I cannot make it happen here, either. 2.5.43-mm2 or current devel
stuff. Heisenbug; maybe something broke dcache-rcu? Or the math
overflow (unlikely).

> Hmmm .... but why did it shrink ... I didn't expect mem pressure just
> doing a find ....

Maybe because the ext2 inode cache didn't shrink as it should have.

The dentry/inode caches are pretty much FIFO with this sort of test,
and you're showing the traditional worst-case FIFO replacement behaviour.

> ...
> ext2_inode_cache 921200 938547 416 104283 104283 1 : 120 60
> dentry_cache 1068133 1131096 160 47129 47129 1 : 248 124
>
> So it looks as though it's actually ext2_inode cache that's first against the wall.

Well that's to be expected. Each ext2 directory inode has highmem
pagecache attached to it, which pins the inode. There's no highmem
eviction pressure so your normal zone gets stuffed full of inodes.

There's a fix for this in Andrea's tree, although that's perhaps a
bit heavy on inode_lock for 2.5 purposes. It's a matter of running
invalidate_inode_pages() against the inodes as they come off the
unused_list. I haven't got around to it yet.

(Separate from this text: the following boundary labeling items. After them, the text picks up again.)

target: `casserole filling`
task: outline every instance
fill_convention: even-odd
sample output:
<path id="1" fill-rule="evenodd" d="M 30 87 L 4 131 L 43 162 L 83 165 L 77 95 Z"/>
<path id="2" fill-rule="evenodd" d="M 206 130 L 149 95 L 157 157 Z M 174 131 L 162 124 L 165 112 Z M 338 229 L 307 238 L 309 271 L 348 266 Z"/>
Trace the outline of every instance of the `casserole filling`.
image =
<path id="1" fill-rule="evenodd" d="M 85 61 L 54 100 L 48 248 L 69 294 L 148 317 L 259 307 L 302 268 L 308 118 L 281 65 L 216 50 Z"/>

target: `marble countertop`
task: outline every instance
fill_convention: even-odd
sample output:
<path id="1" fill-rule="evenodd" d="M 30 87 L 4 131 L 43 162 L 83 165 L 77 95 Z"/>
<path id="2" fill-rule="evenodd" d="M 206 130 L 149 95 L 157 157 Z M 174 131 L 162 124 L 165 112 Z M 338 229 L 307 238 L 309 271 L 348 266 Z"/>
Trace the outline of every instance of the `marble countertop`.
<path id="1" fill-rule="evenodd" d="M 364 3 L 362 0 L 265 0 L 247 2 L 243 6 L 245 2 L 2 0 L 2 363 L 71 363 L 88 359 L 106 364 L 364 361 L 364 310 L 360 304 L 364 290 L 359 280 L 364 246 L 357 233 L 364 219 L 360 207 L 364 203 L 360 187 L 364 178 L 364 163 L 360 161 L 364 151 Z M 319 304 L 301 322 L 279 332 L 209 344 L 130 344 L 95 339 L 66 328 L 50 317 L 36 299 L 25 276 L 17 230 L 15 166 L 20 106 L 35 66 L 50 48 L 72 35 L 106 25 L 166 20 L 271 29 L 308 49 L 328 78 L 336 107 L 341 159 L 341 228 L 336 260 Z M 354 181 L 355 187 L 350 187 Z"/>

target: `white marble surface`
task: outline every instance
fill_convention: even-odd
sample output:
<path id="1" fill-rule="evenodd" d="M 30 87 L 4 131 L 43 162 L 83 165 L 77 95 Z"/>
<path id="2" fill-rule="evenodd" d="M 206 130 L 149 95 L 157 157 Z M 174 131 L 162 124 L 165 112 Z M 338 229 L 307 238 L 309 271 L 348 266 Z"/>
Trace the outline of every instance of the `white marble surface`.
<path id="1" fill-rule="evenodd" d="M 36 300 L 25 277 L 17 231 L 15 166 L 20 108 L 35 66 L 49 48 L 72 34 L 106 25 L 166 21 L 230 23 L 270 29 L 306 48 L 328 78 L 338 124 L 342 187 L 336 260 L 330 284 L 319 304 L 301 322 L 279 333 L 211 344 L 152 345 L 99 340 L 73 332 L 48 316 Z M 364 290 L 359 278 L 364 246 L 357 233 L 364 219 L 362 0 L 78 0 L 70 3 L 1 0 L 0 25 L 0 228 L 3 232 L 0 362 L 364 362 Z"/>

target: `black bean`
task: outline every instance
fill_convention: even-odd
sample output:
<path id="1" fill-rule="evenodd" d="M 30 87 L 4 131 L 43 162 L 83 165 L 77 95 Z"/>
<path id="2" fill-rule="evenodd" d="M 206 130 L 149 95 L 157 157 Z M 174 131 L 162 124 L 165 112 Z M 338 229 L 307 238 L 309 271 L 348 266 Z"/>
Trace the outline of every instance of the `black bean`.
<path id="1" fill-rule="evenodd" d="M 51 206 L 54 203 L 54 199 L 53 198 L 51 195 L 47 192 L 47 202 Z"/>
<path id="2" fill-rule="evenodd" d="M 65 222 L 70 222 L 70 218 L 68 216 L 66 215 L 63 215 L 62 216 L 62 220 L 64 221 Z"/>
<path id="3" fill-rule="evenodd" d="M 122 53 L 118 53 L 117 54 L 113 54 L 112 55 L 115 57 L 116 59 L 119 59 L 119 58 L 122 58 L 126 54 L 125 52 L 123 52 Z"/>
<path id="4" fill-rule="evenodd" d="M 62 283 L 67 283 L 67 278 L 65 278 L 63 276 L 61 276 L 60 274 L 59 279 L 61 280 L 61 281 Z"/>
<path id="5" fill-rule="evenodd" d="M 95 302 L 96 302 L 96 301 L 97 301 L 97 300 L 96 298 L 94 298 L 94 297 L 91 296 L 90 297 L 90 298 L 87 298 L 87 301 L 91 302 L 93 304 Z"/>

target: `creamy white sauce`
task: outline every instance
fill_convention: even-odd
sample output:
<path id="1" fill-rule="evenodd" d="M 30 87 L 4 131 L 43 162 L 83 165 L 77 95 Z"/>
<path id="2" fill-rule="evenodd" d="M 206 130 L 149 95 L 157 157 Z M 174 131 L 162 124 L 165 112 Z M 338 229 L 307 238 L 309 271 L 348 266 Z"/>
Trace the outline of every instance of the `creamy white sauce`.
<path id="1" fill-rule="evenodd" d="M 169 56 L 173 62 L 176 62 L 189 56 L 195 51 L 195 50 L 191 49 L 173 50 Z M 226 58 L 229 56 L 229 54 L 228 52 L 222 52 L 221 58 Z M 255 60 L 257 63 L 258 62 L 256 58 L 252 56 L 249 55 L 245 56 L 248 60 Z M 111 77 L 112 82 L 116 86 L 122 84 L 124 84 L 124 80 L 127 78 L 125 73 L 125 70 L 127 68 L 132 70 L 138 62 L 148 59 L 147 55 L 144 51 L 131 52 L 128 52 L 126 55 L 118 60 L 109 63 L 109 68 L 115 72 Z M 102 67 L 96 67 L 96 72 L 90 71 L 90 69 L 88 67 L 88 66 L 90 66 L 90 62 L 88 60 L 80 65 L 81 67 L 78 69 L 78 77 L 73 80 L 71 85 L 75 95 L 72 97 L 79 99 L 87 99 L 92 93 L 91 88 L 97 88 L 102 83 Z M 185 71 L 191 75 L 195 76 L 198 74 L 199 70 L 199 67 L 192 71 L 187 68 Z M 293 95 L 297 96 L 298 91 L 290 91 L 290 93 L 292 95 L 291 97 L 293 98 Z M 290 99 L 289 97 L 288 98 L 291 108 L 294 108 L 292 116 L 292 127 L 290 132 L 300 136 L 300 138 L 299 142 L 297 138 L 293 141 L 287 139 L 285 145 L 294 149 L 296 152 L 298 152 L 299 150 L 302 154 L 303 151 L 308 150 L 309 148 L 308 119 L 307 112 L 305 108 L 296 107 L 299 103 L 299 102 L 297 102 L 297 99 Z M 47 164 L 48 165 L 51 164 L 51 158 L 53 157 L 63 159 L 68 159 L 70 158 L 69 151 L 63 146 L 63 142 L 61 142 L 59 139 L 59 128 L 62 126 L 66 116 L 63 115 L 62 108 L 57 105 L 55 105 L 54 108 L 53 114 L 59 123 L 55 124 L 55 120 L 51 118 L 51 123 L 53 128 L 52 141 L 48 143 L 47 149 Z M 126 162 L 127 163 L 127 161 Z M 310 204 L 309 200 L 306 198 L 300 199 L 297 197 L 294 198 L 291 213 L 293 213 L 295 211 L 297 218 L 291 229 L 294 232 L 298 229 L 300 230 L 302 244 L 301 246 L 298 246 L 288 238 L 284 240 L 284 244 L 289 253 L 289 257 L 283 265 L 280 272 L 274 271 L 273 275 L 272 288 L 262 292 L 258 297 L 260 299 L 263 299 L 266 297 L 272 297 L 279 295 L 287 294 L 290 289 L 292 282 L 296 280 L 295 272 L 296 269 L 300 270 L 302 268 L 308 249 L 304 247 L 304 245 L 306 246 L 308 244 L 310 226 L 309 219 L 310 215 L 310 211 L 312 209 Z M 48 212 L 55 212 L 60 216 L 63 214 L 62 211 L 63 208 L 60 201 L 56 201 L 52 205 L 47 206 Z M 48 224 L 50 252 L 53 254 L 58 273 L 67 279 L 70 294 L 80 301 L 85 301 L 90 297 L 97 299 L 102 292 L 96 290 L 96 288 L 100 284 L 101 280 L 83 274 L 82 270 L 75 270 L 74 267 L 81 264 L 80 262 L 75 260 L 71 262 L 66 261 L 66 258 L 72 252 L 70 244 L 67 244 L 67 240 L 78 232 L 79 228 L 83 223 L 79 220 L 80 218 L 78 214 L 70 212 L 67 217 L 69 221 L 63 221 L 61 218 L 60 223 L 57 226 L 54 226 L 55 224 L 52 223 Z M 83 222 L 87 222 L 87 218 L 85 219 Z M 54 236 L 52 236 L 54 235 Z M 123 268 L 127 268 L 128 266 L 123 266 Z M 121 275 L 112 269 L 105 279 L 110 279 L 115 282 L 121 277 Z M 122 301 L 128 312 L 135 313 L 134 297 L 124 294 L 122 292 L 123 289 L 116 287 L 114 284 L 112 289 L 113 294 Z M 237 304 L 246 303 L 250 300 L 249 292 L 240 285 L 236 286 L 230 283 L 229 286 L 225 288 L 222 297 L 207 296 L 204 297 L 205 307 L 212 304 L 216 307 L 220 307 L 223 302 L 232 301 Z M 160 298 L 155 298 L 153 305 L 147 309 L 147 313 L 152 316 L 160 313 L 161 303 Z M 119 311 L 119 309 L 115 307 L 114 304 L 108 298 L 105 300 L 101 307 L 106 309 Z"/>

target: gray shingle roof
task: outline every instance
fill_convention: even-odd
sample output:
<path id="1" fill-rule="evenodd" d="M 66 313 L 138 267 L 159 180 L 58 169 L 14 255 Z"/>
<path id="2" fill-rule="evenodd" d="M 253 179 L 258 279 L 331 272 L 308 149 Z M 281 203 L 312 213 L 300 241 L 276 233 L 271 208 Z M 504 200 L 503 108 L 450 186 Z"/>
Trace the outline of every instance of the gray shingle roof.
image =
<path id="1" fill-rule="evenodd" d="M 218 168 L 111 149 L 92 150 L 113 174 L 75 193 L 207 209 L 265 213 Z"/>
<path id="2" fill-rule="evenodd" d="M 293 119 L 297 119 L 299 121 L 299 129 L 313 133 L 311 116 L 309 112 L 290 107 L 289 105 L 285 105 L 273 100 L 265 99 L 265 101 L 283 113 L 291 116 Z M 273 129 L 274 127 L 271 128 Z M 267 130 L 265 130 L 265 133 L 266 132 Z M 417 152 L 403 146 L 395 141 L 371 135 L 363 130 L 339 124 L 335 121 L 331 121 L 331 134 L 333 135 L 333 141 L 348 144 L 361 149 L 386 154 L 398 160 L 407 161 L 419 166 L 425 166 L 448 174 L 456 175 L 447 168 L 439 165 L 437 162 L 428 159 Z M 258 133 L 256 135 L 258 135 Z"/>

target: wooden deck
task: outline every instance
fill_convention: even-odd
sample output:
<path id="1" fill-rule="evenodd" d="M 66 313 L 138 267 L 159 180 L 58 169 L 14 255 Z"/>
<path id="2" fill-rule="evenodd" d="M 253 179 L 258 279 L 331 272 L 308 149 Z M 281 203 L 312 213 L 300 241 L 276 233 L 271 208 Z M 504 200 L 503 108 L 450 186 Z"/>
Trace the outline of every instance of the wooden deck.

> For comparison, over the weekend I ended up with:
>
> ext2_inode_cache 554556 554598 416 61622 61622 1 : 120 60
> dentry_cache 2791320 2791320 160 116305 116305 1 : 248 124
>
> did a cat of /dev/sda2 > /dev/null ..... after that:
>
> larry:~# egrep '(dentry|inode)' /proc/slabinfo
> isofs_inode_cache 0 0 320 0 0 1 : 120 60
> ext2_inode_cache 667345 809181 416 89909 89909 1 : 120 60
> shmem_inode_cache 3 9 416 1 1 1 : 120 60
> sock_inode_cache 16 22 352 2 2 1 : 120 60
> proc_inode_cache 12 12 320 1 1 1 : 120 60
> inode_cache 385 396 320 33 33 1 : 120 60
> dentry_cache 1068289 1131096 160 47129 47129 1 : 248 124

OK, so there's reasonable dentry shrinkage there, and the inodes
for regular files whch have no attached pagecache were reaped.
But all the directory inodes are sitting there pinned.